На следующее утро я двинул прямиком в торговый центр «Сент-Джеймс» и купил в магазине у Сэмьюэла бриллиантовое обручальное кольцо. Без малого четыре сотни. Потом повез Кей на стадион «Тайнкасл» смотреть дерби, а оттуда к ее матери встречать Новый год. Эта часть прошла легко, я просто расслабился и наблюдал – а что еще делать? Кругом, куда ни глянь, фотографии Кей: малютка в балетной пачке, длинноногая девчонка в любительской постановке мюзикла «Парни и куколки», ряд застывших пируэтов – ее первая постоянная работа в экспериментальной труппе… Я следил за суетливым подобострастием тетушек, дядюшек, бабушек и прочей родни, за беззаботным порханием Кей, принимавшей это внимание как должное, и думал, что все девчонки в школе, должно быть, тайно ненавидели ее – за гибкое сильное тело, за роскошные волосы и великолепные зубы, за бодрую открытую улыбку, за неизменный оптимизм – за все то, что я в ней любил, как любят дорогие неожиданные подарки.
И эта девушка станет моей женой.
В тот день я не сделал ей предложения. Мне хотелось, чтобы в момент, когда я стану на колени и протяну ей кольцо, мы были наедине, только я и она. И чтобы я был абсолютно, хрустально и продолжительно трезв.
А теперь все опять по-старому, обычная рабочая мясорубка. Никакого периода послепраздничной релаксации. Такое впечатление, что основная масса офисного скота просто не заметила Рождества и Нового года. Старый козел Айткен, я слышал, даже радовался вслух, что праздники наконец прошли и все вернулось в норму.
Норма.
Фой давеча зарядил мой отчет на перепроверку, надеясь, что Айткен или еще кто-нибудь из записных жополизов исправит ситуацию и мои разгромные замечания не перейдут на следующую ступень, не лягут на стол Куперу, этому лишенному чувства юмора чурбану. И вот толстяк вылетает из своего кабинета, рожа красная от ярости, – и мелкий скользкий червяк Кибби сейчас получит по самые гланды, причем на глазах всего народа – так сказать, в назидание. Отличный ход! А главная прелесть в том, что я типа ни при чем.

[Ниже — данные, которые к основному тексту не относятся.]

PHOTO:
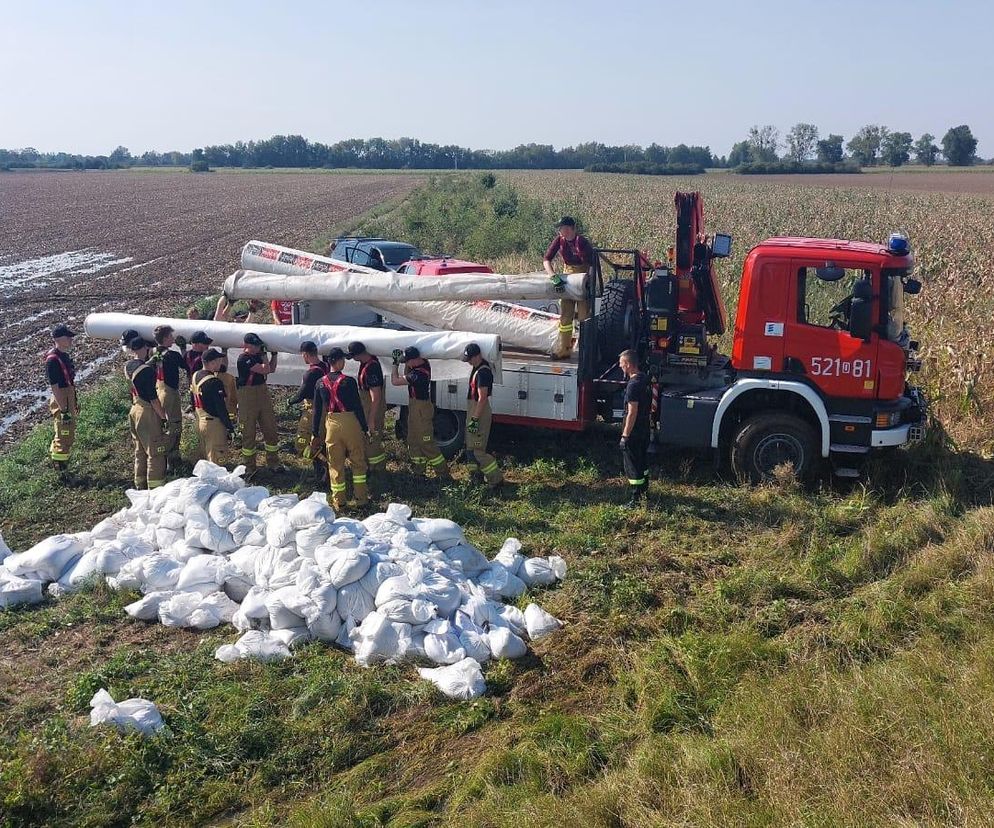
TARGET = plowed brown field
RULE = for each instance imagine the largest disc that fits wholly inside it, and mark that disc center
(132, 241)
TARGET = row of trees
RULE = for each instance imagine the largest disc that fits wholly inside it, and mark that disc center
(373, 153)
(870, 146)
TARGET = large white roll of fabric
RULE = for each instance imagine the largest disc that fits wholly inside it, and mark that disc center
(287, 338)
(350, 286)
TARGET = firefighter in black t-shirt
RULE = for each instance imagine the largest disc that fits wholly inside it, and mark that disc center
(336, 402)
(64, 406)
(213, 423)
(420, 411)
(168, 365)
(255, 406)
(635, 427)
(316, 369)
(478, 416)
(147, 418)
(374, 406)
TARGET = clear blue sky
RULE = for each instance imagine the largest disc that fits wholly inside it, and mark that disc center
(85, 77)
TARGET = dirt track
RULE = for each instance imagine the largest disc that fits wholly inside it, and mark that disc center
(140, 242)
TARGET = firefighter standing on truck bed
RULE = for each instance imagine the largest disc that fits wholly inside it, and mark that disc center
(214, 425)
(420, 411)
(168, 364)
(374, 403)
(578, 255)
(316, 369)
(255, 406)
(634, 442)
(147, 418)
(64, 406)
(336, 401)
(481, 386)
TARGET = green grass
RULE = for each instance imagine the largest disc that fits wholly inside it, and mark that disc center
(782, 655)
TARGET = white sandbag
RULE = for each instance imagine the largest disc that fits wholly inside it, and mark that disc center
(150, 573)
(463, 680)
(540, 623)
(309, 539)
(49, 558)
(377, 573)
(16, 591)
(441, 643)
(204, 574)
(344, 567)
(498, 581)
(379, 640)
(510, 555)
(313, 510)
(505, 644)
(439, 529)
(468, 558)
(224, 508)
(415, 611)
(138, 715)
(147, 607)
(255, 645)
(542, 571)
(252, 496)
(326, 627)
(279, 531)
(354, 602)
(277, 503)
(93, 565)
(292, 636)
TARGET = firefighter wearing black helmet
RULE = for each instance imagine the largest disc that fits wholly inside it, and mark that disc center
(478, 416)
(64, 406)
(421, 445)
(373, 398)
(338, 409)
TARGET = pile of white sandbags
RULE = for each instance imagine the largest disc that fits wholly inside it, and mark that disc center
(207, 550)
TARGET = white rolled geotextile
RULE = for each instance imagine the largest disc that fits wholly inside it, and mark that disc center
(517, 326)
(348, 286)
(287, 338)
(208, 550)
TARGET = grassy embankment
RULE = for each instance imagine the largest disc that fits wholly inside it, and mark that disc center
(731, 656)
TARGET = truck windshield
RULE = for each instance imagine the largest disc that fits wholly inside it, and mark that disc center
(895, 304)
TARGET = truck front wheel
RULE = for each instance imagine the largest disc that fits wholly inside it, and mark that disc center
(767, 441)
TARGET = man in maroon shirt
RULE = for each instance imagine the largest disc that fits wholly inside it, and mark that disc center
(578, 255)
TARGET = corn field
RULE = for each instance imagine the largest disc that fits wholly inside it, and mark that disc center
(952, 236)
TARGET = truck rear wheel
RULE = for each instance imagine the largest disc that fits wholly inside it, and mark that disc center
(767, 441)
(616, 319)
(449, 427)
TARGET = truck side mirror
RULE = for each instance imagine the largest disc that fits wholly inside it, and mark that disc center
(721, 246)
(861, 318)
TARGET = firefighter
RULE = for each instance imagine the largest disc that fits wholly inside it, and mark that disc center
(213, 423)
(147, 418)
(64, 406)
(194, 357)
(316, 369)
(420, 411)
(374, 404)
(336, 401)
(635, 427)
(168, 364)
(255, 406)
(578, 255)
(481, 386)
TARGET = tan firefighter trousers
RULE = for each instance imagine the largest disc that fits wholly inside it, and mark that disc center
(345, 441)
(150, 446)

Фой подбегает к столу Кибби и швыряет отчет – шлеп! Бедный слизняк съеживается в комок, даже не дождавшись, пока начальник откроет рот.
– Это что за херня?! – ревет Фой. – Ты понимаешь, что это повторная проверка? Что результат отправляется наверх?! – Он яростно тычет пальцем в потолок.
– Но у него действительно грязная кухня, – лепечет жалкий хомяк Кибби, и грозный Фой – о наслаждение! – чуть не падает в обморок, пытаясь сообразить, как теперь уладить дело с де Фретэ. Плакали жирные скидки в «Le Petit Jardin», плакали забронированные столики и особый сервис!
– Это тебе не дешевая харчевня в Киркалди, дуралей! – надрывается Фой, орошая Кибби слюной, заставляя его по-черепашьи втянуть голову в воротник; слово «дуралей» в устах начальника звучит убийственнее самого страшного ругательства. – Это ресторан Алана де Фретэ!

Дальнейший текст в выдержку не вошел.